American Vogue, whose editor is mostly Anna Wintour, featured the VP in her signature look standing behind the laziest backdrop set I’ve seen in my life. He honestly looked as if a five-year-old had a hand dragging the cloth. The lighting was poor, the choice of her sorority colors for background seemed like a half-hearted creative attempt to add context to the person she is and even though the image is not alone sorry, somehow it didn’t manage to capture the powerhouse image I have in my mind.
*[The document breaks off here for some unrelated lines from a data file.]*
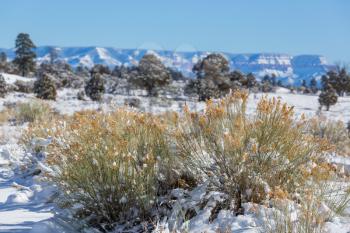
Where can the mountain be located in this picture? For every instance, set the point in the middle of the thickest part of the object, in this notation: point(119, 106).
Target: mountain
point(289, 69)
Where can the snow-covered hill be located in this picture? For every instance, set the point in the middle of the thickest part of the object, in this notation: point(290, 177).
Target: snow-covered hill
point(290, 69)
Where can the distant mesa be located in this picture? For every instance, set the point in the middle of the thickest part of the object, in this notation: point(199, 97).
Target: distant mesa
point(289, 69)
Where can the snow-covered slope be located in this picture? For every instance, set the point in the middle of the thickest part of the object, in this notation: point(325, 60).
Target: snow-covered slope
point(290, 69)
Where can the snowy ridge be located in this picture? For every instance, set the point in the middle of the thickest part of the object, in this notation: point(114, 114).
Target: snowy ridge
point(290, 69)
Some say that the whole concept of the photoshoot may have been to make her appeal as more of a kind of person in relation to reality given the backdrop of American polarization politics and the pandemic. While this may seem like a fair point, no one expects American Vogue to be read by people who want to be 100 percent in touch with reality.
Fashion for many is a form of escape and especially with the VP the styling and imagery of the shoot could have projected an image of hope and optimism. The magazine could have given us something new, Kamala in a way we have not seen before. Close, intimate and personal.
By now most people already know her for favoring Converse, her statement pearls and slick pants suits. So it must be said that the accessible, feminine image of a career has already been hammered many times over.
With anger mounting and the magazine deciding to re-shoot the cover, this is just a gentle reminder of why we need to move away considering inclusivity only when it’s first. Would they have improved the lighting, styling and concept if they had been used to projecting women of color into power poses? I would tend to think that. Would they be more aware of the reception if more people of color were actually working on shoots like these? Possibly. Unfortunately, this is just another reminder of how white supremacy forces you to comply, so that they have to control the narratives of what is and is not considered acceptable to you. Spreading carrots intermittently to stay relevant but rarely having any tangible effect to really including everyone.